De l’enfance bourgeoise on retiendra les liens qui unissaient sa famille à Raymond Roussel, écrivain déroutant dont l’œuvre ne cessa de solliciter Michel Leiris et dont il vit à l’âge de 11 ans une représentation d’Impressions d’Afrique. L’exposition retrace sa rencontre déterminante avec Max Jacob en 1921 qui l’introduisit, dans le cercle bohème du 45 rue Blomet, où il fit la connaissance de Joan Miró et surtout d’André Masson auquel une amitié indéfectible le lia jusqu’à la mort du peintre en octobre 1987 ; elle rappelle son engagement éphémère au mouvement surréaliste puis son adhésion à la revue Documents, foyer de la dissidence antisurréaliste, fondée par Georges-Henri Rivière, Carl Einstein et son ami Georges Bataille ; elle fait revivre sa participation au titre de secrétaire archiviste dans le cadre de la première mission ethnographique française conduite par Marcel Griaule, la mission Dakar-Djibouti (1931-1933), dont il rapporta L’Afrique fantôme, récit entrelaçant carnet de route et journal intime.

Un espace est consacré à son premier récit autobiographique, L’Âge d’homme, commencé en 1930, publié en 1939, inaugurant la littérature de « confession », qu’il poursuivit avec La Règle du jeu « à la fois art poétique et savoir-vivre », entreprise qui l’occupa de 1940 à 1975.
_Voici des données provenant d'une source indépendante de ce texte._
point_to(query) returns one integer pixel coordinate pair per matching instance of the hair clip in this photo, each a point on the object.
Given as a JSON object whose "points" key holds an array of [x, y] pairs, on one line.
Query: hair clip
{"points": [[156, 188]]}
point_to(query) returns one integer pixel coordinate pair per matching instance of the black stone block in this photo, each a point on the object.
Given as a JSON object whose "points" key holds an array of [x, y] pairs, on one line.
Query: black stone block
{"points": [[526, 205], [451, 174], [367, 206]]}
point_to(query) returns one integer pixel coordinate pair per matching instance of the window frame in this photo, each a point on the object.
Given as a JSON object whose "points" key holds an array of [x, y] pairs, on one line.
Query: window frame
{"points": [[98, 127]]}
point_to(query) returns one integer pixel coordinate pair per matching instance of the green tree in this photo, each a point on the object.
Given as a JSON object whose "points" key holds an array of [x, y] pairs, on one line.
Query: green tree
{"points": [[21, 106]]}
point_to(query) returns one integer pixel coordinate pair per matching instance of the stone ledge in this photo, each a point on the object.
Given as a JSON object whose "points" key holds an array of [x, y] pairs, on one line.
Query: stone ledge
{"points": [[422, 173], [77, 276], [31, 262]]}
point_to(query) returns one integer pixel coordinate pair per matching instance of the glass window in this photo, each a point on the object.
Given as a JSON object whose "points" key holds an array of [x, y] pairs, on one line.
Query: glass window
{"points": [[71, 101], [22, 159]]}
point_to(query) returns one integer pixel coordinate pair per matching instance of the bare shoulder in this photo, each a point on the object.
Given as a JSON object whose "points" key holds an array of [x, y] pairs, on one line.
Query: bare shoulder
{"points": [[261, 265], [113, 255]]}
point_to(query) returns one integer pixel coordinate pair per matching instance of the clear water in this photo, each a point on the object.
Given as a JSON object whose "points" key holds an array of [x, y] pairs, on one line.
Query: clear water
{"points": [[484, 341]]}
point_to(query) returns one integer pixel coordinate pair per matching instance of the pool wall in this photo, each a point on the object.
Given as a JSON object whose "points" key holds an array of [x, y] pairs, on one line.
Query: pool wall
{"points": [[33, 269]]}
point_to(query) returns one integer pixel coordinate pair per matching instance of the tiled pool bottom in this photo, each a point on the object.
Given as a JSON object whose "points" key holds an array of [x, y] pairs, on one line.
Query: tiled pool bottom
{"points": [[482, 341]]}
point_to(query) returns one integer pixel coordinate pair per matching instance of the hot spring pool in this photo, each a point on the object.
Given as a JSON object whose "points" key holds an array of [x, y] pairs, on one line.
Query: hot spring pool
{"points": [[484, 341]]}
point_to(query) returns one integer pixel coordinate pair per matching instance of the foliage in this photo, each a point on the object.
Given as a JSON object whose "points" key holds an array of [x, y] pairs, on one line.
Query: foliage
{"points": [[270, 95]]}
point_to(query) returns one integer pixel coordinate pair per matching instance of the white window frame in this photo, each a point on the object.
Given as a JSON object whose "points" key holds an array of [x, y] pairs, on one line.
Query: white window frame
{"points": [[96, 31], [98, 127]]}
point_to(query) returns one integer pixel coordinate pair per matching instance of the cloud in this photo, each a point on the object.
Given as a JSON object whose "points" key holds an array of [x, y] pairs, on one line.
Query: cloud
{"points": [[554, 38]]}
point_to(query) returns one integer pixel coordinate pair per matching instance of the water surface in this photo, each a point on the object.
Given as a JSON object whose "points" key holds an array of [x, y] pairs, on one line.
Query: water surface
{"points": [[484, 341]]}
Parmi les thèmes développés, ceux consacrés au jazz, à la tauromachie, au sacré, à l’opéra et à ses voyages aux Antilles, à Haïti, en Chine et à Cuba. En récapitulant dans un même espace sous la dénomination « arts et métiers de Michel Leiris : l’écrivain-poète, l’écrivain d’art et l’ethnologue », cette exposition a pour ambition de montrer toutes les facettes de celui pour qui la connaissance de l’autre et celle du monde passait d’abord par la connaissance de soi.

Pour saisir l’homme dans sa complexité, deux artistes marquent l’espace de cette exposition, Giacometti avec entre autres L’homme qui chavire (1950) et les gravures qu’il fit de Michel Leiris, à son retour de l’hôpital, après sa tentative de suicide en 1957 pour le recueil de poèmes, Vivantes cendres, innommées et Francis Bacon dont Leiris fit la connaissance en 1965 et qui sut sans doute le mieux exprimer, dans son exploration du visage humain, « la criante vérité » de l’âme humaine.

Exposition remarquablement vivante grâce aux très nombreuses oeuvres de ses amis peintres et sculpteurs et aux très nombreux objets d’art africains et antillais, complétée par un très riche corpus d’archives, de manuscrits rares dont le Journal tenu par Michel Leiris de 1922 à 1989, de livres, de photographies, la plus grande part provenant de la bibliothèque littéraire Jacques Doucet à la faveur du legs que lui fit Michel Leiris en 1990. Prolongeant l’exposition, les œuvres de six artistes contemporains dont celles de Miquel Barceló et de Jean-Michel Alberola illustrent l’intérêt que suscite toujours la figure de Michel Leiris.

Uli

Statue du Nord de la Nouvelle-Irlande, hauteur 125 cm.